Remaja mulai membuat rencana karir dengan eksplorasi dan mencari informasi berkaitan dengan karir yang diminati. Setelah remaja mencapai tahap perkembangan kognitif operasional formal (11 tahun – dewasa) yaitu tahap dimana mereka sudah dapat berpikir secara abstrak. Pada fase ini mereka mengeksplorasi berbagai alternatif ide dan jurusan dalam cara yang sistematis, misalnya jika ingin menjadi dokter maka harus memilih jurusan Ilmu Pengetahuan Alam (IPA). Usia remaja dalam teori perkembangan karir Ginzberg  termasuk dalam tahap tentatif yaitu dengan usia 11–17 tahun. Tahapan usia ini adalah masa transisi dari tahap fantasi pada anak-anak menjadi pengambilan keputusan realistik pada remaja.
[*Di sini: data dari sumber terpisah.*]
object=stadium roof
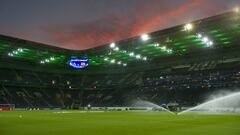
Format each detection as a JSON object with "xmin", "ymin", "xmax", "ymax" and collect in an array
[{"xmin": 0, "ymin": 12, "xmax": 240, "ymax": 73}]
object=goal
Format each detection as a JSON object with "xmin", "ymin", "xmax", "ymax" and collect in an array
[{"xmin": 0, "ymin": 104, "xmax": 15, "ymax": 111}]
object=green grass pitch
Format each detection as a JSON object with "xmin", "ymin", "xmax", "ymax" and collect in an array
[{"xmin": 0, "ymin": 111, "xmax": 240, "ymax": 135}]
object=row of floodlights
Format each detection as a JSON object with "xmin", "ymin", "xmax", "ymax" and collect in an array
[
  {"xmin": 8, "ymin": 48, "xmax": 23, "ymax": 56},
  {"xmin": 40, "ymin": 57, "xmax": 55, "ymax": 64},
  {"xmin": 110, "ymin": 43, "xmax": 147, "ymax": 61},
  {"xmin": 183, "ymin": 7, "xmax": 240, "ymax": 31},
  {"xmin": 154, "ymin": 43, "xmax": 173, "ymax": 53},
  {"xmin": 104, "ymin": 58, "xmax": 127, "ymax": 67},
  {"xmin": 197, "ymin": 33, "xmax": 213, "ymax": 47}
]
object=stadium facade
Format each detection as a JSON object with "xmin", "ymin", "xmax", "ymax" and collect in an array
[{"xmin": 0, "ymin": 12, "xmax": 240, "ymax": 109}]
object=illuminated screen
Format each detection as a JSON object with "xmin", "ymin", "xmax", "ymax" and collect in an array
[{"xmin": 69, "ymin": 58, "xmax": 88, "ymax": 69}]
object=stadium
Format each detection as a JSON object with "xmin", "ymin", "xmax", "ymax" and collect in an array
[{"xmin": 0, "ymin": 6, "xmax": 240, "ymax": 135}]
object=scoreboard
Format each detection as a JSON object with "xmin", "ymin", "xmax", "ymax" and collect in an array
[{"xmin": 69, "ymin": 58, "xmax": 88, "ymax": 69}]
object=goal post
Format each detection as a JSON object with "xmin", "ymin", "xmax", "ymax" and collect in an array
[{"xmin": 0, "ymin": 104, "xmax": 15, "ymax": 111}]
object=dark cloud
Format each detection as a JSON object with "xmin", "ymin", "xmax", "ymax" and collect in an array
[{"xmin": 0, "ymin": 0, "xmax": 239, "ymax": 50}]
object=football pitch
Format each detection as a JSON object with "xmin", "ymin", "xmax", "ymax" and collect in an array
[{"xmin": 0, "ymin": 110, "xmax": 240, "ymax": 135}]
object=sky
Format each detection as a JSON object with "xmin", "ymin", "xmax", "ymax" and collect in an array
[{"xmin": 0, "ymin": 0, "xmax": 240, "ymax": 50}]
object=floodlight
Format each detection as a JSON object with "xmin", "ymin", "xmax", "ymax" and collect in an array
[
  {"xmin": 234, "ymin": 7, "xmax": 239, "ymax": 13},
  {"xmin": 45, "ymin": 59, "xmax": 49, "ymax": 62},
  {"xmin": 104, "ymin": 58, "xmax": 108, "ymax": 61},
  {"xmin": 17, "ymin": 48, "xmax": 23, "ymax": 52},
  {"xmin": 143, "ymin": 57, "xmax": 147, "ymax": 61},
  {"xmin": 110, "ymin": 43, "xmax": 116, "ymax": 48},
  {"xmin": 129, "ymin": 52, "xmax": 134, "ymax": 56},
  {"xmin": 161, "ymin": 46, "xmax": 167, "ymax": 50},
  {"xmin": 136, "ymin": 54, "xmax": 141, "ymax": 59},
  {"xmin": 197, "ymin": 33, "xmax": 202, "ymax": 38},
  {"xmin": 113, "ymin": 47, "xmax": 119, "ymax": 51},
  {"xmin": 110, "ymin": 59, "xmax": 115, "ymax": 63},
  {"xmin": 207, "ymin": 41, "xmax": 213, "ymax": 46},
  {"xmin": 141, "ymin": 34, "xmax": 149, "ymax": 41},
  {"xmin": 202, "ymin": 37, "xmax": 209, "ymax": 43},
  {"xmin": 50, "ymin": 57, "xmax": 55, "ymax": 60},
  {"xmin": 184, "ymin": 23, "xmax": 193, "ymax": 31}
]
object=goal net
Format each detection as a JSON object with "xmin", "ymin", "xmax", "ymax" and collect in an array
[{"xmin": 0, "ymin": 104, "xmax": 15, "ymax": 111}]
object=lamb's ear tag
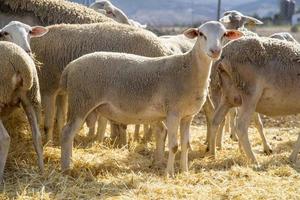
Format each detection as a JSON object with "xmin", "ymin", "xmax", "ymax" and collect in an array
[{"xmin": 12, "ymin": 72, "xmax": 23, "ymax": 89}]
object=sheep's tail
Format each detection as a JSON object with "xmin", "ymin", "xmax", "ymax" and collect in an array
[{"xmin": 59, "ymin": 67, "xmax": 69, "ymax": 93}]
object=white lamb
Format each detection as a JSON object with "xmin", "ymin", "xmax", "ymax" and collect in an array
[{"xmin": 60, "ymin": 22, "xmax": 242, "ymax": 175}]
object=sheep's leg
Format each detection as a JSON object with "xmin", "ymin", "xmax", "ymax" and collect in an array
[
  {"xmin": 0, "ymin": 120, "xmax": 10, "ymax": 182},
  {"xmin": 42, "ymin": 94, "xmax": 56, "ymax": 144},
  {"xmin": 180, "ymin": 116, "xmax": 193, "ymax": 172},
  {"xmin": 216, "ymin": 118, "xmax": 228, "ymax": 150},
  {"xmin": 155, "ymin": 122, "xmax": 167, "ymax": 165},
  {"xmin": 203, "ymin": 95, "xmax": 215, "ymax": 143},
  {"xmin": 289, "ymin": 134, "xmax": 300, "ymax": 163},
  {"xmin": 166, "ymin": 113, "xmax": 180, "ymax": 176},
  {"xmin": 254, "ymin": 113, "xmax": 272, "ymax": 155},
  {"xmin": 97, "ymin": 115, "xmax": 107, "ymax": 142},
  {"xmin": 61, "ymin": 117, "xmax": 84, "ymax": 171},
  {"xmin": 143, "ymin": 124, "xmax": 153, "ymax": 143},
  {"xmin": 133, "ymin": 124, "xmax": 141, "ymax": 141},
  {"xmin": 208, "ymin": 97, "xmax": 230, "ymax": 157},
  {"xmin": 229, "ymin": 108, "xmax": 238, "ymax": 141},
  {"xmin": 56, "ymin": 95, "xmax": 68, "ymax": 136},
  {"xmin": 22, "ymin": 99, "xmax": 44, "ymax": 172},
  {"xmin": 85, "ymin": 111, "xmax": 98, "ymax": 137},
  {"xmin": 236, "ymin": 102, "xmax": 257, "ymax": 164}
]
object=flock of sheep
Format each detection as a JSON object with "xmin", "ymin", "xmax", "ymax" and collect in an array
[{"xmin": 0, "ymin": 0, "xmax": 300, "ymax": 180}]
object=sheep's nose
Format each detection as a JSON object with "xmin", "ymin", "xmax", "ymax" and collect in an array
[{"xmin": 209, "ymin": 49, "xmax": 221, "ymax": 58}]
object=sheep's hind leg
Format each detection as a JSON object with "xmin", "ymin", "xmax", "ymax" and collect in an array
[
  {"xmin": 22, "ymin": 100, "xmax": 44, "ymax": 172},
  {"xmin": 180, "ymin": 116, "xmax": 193, "ymax": 172},
  {"xmin": 254, "ymin": 113, "xmax": 272, "ymax": 155},
  {"xmin": 42, "ymin": 94, "xmax": 56, "ymax": 144},
  {"xmin": 61, "ymin": 117, "xmax": 84, "ymax": 171},
  {"xmin": 166, "ymin": 113, "xmax": 180, "ymax": 176},
  {"xmin": 289, "ymin": 134, "xmax": 300, "ymax": 163},
  {"xmin": 0, "ymin": 120, "xmax": 10, "ymax": 182}
]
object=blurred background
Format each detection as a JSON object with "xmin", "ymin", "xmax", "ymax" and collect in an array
[{"xmin": 71, "ymin": 0, "xmax": 300, "ymax": 27}]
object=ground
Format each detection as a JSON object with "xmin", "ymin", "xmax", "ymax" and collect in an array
[{"xmin": 0, "ymin": 28, "xmax": 300, "ymax": 200}]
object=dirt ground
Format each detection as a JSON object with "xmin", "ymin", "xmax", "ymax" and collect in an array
[{"xmin": 0, "ymin": 28, "xmax": 300, "ymax": 199}]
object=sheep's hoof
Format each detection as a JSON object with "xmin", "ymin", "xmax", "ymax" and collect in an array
[{"xmin": 264, "ymin": 147, "xmax": 273, "ymax": 155}]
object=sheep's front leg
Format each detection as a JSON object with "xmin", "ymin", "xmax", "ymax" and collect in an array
[
  {"xmin": 254, "ymin": 113, "xmax": 272, "ymax": 155},
  {"xmin": 97, "ymin": 115, "xmax": 108, "ymax": 142},
  {"xmin": 42, "ymin": 94, "xmax": 56, "ymax": 144},
  {"xmin": 208, "ymin": 97, "xmax": 230, "ymax": 157},
  {"xmin": 166, "ymin": 113, "xmax": 180, "ymax": 176},
  {"xmin": 180, "ymin": 116, "xmax": 193, "ymax": 172},
  {"xmin": 151, "ymin": 122, "xmax": 167, "ymax": 166},
  {"xmin": 203, "ymin": 95, "xmax": 215, "ymax": 144},
  {"xmin": 133, "ymin": 124, "xmax": 141, "ymax": 141},
  {"xmin": 236, "ymin": 101, "xmax": 258, "ymax": 164},
  {"xmin": 61, "ymin": 117, "xmax": 84, "ymax": 171},
  {"xmin": 289, "ymin": 134, "xmax": 300, "ymax": 163},
  {"xmin": 22, "ymin": 101, "xmax": 44, "ymax": 172},
  {"xmin": 56, "ymin": 95, "xmax": 68, "ymax": 136},
  {"xmin": 0, "ymin": 120, "xmax": 10, "ymax": 182}
]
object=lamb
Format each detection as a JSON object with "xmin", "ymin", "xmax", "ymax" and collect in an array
[
  {"xmin": 205, "ymin": 11, "xmax": 272, "ymax": 154},
  {"xmin": 90, "ymin": 0, "xmax": 147, "ymax": 28},
  {"xmin": 269, "ymin": 32, "xmax": 298, "ymax": 43},
  {"xmin": 60, "ymin": 22, "xmax": 242, "ymax": 175},
  {"xmin": 0, "ymin": 41, "xmax": 44, "ymax": 181},
  {"xmin": 209, "ymin": 37, "xmax": 300, "ymax": 164},
  {"xmin": 31, "ymin": 23, "xmax": 171, "ymax": 141},
  {"xmin": 0, "ymin": 0, "xmax": 113, "ymax": 27}
]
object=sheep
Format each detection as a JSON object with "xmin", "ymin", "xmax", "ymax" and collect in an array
[
  {"xmin": 209, "ymin": 37, "xmax": 300, "ymax": 164},
  {"xmin": 0, "ymin": 0, "xmax": 113, "ymax": 27},
  {"xmin": 269, "ymin": 32, "xmax": 298, "ymax": 43},
  {"xmin": 90, "ymin": 0, "xmax": 147, "ymax": 28},
  {"xmin": 220, "ymin": 10, "xmax": 263, "ymax": 29},
  {"xmin": 31, "ymin": 23, "xmax": 171, "ymax": 144},
  {"xmin": 0, "ymin": 41, "xmax": 44, "ymax": 181},
  {"xmin": 60, "ymin": 22, "xmax": 242, "ymax": 175},
  {"xmin": 0, "ymin": 21, "xmax": 48, "ymax": 53},
  {"xmin": 205, "ymin": 11, "xmax": 272, "ymax": 154}
]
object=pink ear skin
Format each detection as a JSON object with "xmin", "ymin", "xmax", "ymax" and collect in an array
[
  {"xmin": 225, "ymin": 30, "xmax": 244, "ymax": 40},
  {"xmin": 30, "ymin": 26, "xmax": 48, "ymax": 37},
  {"xmin": 183, "ymin": 28, "xmax": 199, "ymax": 39}
]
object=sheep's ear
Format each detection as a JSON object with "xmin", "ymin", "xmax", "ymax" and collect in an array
[
  {"xmin": 243, "ymin": 16, "xmax": 264, "ymax": 25},
  {"xmin": 11, "ymin": 73, "xmax": 23, "ymax": 89},
  {"xmin": 183, "ymin": 28, "xmax": 199, "ymax": 39},
  {"xmin": 225, "ymin": 30, "xmax": 244, "ymax": 40},
  {"xmin": 29, "ymin": 26, "xmax": 48, "ymax": 37}
]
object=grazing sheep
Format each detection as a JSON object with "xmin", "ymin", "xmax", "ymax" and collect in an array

Sejalan dengan perkembangan karir tersebut, proses karir telah muncul pada usia sekolah yaitu ketika anak-anak mulai mengembangkan minatnya dan adanya pemahaman keterkaitan antara kemampuan dengan karir dimasa depan.

Pada anak usia sekolah yaitu sejak sekolah dasar sampai sekolah lanjutan perlu mempelajari keseluruhan ketrampilan yang akan membantu dalam usaha membangun kehidupan masa depan. Karier adalah bagian hidup yang berpengaruh pada kebahagiaan hidup manusia secara keseluruhan. Oleh karenanya ketepatan memilih serta menentukan pilihan karier menjadi titik penting dalam perjalanan hidup manusia.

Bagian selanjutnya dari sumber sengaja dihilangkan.